In my book, The Last Prophet, Uriel’s Light (Book Four) (due late 2015), the main characters have hit such slumps in the road by way of ill health, loss of career and reputation, and bad decisions all around. These situations, heartbreaking as they may be, are a part of life. Such things in life are part of the journey, and I’ve often heard it said that life is a journey and NOT a destination. That being said, slumps and bumps in the road, as Dr. Seuss calls them, will happen. The difference between those who stay in the “waiting place” and the “doers” is the attitude they take and the actions they commit to change their situation. Yes, the waiting place can feel like a sort of Limbo, and sometimes doers can easily slip into that place of unknowing. The difference, again, is what we choose to do while we wait. Perhaps in that choice alone, we discover we are no longer waiting, but paving an alternate route to that “place” we are going – wherever that may be.
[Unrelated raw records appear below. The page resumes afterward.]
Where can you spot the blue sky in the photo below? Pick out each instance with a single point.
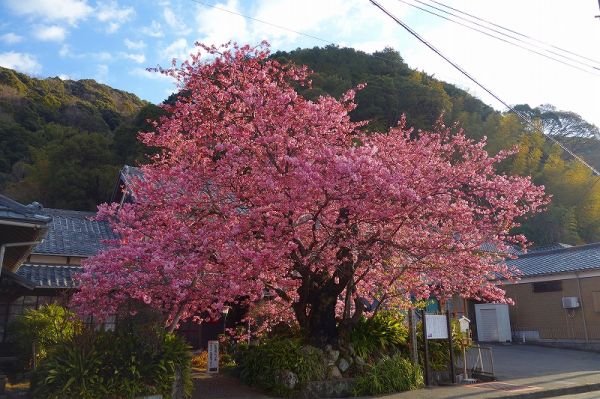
(113, 41)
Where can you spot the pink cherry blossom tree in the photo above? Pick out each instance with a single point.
(257, 189)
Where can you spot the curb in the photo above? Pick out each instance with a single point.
(549, 393)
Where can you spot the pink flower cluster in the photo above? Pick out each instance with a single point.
(256, 187)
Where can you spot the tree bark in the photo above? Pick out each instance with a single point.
(322, 324)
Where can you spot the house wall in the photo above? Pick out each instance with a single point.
(542, 312)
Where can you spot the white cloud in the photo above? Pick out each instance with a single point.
(115, 16)
(22, 62)
(65, 51)
(70, 11)
(130, 44)
(218, 27)
(175, 23)
(52, 33)
(154, 30)
(139, 58)
(11, 38)
(100, 56)
(179, 49)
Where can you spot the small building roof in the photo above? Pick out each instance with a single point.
(11, 210)
(558, 260)
(21, 227)
(50, 276)
(72, 233)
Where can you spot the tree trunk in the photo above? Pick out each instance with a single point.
(321, 326)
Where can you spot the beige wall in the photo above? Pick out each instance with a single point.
(543, 311)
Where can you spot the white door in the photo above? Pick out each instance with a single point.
(488, 326)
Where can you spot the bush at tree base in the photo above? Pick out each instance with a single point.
(383, 333)
(119, 365)
(43, 328)
(262, 365)
(390, 374)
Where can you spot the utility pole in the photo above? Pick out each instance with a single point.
(425, 350)
(412, 321)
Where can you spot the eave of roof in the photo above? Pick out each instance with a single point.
(558, 261)
(50, 276)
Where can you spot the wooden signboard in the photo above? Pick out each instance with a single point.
(436, 326)
(213, 357)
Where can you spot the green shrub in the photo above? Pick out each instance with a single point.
(97, 365)
(388, 375)
(383, 333)
(261, 365)
(43, 328)
(439, 355)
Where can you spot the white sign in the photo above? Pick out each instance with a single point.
(213, 356)
(436, 326)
At the last graduation I attended this afternoon, I wished the graduates something that earned me a few raised eyebrows. I wished each of them “enough” along their journey. When I explained my meaning, it made better sense to the high school students I addressed. This was my wish for them:
I wish you enough rain in your life, so that you will always appreciate the warmth of the sun and the lifesong of nature.
I wish you enough struggles, so that you will always look back and remember the happier and easier times in life and never take them for granted.
I wish you enough heartbreak, so that you will love, care for, and make time for the ones who DO love you.
I wish you enough failure, so that you remain humble and grateful for the successes when they come your way.